Performance management is mutually a planned and an incorporated approach to convey thriving results in business by recuperating the presentation and budding the potential of group and person Arm Strong and Barron ,
The purpose of measuring performance management is not to know how your business has performed but to facilitate it to execute in an improved way. The ultimate aim of executing a performance measurement system is to develop the performance of your organization. If you can get hold of your performance measurement right, [Bob Frost].
These are some of the metrics through which we can find out the effectiveness of performance management.
Productivity- This is one metric based on the premeditated goal for the occasion stage which chooses the numerator and denominator for the production per unit (productivity).

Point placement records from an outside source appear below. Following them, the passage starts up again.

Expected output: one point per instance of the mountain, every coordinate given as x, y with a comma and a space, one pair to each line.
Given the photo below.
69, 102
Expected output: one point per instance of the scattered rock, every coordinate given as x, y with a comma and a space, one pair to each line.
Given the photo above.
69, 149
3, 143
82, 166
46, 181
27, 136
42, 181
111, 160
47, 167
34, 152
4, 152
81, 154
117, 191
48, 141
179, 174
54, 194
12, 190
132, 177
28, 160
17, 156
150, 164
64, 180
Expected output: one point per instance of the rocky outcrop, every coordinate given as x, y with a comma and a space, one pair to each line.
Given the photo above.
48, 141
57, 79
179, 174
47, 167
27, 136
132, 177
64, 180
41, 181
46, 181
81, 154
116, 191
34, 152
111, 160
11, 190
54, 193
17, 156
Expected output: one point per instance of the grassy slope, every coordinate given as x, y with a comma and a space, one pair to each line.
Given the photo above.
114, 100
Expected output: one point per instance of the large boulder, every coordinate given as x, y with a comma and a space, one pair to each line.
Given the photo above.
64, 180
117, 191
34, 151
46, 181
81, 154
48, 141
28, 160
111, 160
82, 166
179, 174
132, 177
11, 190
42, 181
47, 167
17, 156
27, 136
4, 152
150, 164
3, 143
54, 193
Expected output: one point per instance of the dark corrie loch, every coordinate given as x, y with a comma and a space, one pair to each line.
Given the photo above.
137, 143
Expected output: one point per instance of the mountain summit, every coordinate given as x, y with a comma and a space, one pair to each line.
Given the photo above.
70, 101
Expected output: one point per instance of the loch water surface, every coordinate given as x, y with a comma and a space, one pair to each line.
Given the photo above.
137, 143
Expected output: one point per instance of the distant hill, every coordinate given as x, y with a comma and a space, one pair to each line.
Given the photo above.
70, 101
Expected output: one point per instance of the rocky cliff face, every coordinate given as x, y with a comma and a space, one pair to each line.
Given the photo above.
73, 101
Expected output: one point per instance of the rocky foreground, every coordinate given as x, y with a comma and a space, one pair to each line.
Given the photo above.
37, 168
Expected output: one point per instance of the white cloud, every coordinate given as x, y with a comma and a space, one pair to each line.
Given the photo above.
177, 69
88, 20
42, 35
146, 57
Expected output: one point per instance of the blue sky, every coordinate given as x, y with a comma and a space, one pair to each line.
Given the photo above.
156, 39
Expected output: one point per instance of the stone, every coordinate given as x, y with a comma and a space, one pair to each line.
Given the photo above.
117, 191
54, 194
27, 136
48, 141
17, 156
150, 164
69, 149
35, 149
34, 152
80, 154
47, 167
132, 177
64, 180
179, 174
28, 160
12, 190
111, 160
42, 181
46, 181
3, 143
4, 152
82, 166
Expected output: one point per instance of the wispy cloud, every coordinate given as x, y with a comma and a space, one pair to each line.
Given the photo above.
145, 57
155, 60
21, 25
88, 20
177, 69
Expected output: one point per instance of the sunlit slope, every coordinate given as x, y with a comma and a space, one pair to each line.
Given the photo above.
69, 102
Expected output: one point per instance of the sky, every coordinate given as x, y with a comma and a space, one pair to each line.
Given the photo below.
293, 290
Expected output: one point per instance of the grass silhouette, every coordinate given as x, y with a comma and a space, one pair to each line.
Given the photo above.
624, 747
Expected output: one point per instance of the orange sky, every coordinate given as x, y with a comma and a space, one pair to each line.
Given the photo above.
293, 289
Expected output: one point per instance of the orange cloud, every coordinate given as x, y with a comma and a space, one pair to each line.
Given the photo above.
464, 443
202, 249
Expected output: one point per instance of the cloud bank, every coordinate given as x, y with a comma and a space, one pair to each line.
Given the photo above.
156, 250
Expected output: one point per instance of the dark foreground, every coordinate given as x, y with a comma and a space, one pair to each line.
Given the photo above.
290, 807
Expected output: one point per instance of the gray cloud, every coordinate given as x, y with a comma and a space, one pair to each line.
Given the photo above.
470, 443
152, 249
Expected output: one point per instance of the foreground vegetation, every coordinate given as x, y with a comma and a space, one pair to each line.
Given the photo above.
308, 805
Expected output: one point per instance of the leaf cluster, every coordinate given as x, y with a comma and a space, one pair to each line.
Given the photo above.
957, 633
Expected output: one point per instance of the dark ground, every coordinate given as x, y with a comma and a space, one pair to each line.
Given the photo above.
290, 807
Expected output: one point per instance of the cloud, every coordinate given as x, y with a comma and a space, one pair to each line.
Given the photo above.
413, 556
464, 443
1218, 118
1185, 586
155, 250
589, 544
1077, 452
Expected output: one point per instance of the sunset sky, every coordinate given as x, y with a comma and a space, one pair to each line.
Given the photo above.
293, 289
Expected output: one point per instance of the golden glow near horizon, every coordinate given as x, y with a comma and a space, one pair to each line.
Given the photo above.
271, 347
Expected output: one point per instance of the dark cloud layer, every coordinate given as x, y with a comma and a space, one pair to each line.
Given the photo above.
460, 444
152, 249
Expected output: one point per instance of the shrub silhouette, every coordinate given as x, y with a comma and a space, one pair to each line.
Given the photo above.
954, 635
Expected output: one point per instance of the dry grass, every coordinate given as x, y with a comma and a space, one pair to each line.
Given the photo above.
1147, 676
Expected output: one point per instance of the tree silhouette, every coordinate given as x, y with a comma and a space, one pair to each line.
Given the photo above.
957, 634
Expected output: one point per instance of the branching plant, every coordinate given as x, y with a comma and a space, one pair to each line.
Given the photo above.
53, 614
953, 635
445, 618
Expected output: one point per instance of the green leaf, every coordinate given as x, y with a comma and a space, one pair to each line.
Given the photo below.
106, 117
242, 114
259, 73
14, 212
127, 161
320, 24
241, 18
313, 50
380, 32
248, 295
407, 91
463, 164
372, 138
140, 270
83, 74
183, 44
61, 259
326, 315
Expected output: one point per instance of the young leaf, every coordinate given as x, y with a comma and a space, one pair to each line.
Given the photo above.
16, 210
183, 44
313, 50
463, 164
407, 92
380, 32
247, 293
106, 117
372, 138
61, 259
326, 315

For eg- If a goal is launch of a new product or if we want to quantify the Return On Investment (ROI), or find out which financial records to focus on (with limited sales resources)or calculate sales output or if a new-fangled business surpasses your sales and marketing costs, then you know that you’re on the pathway to accomplishment and the company’s performance has been excellent e.g.,. Actual productivity = Actual output Resources actually consumed. Productivity is an indicator of performance management. If the consumption of the products increases it means the organisation has outperformed. It benefits the labour, staff and measures the performance of the process system management.
A series of studies conducted by the American Pulpwood Association showed empirically that there is a straight association between what a person does (behavior) and the accomplishment of the business’s plan which aspire to boost the productivity of employees.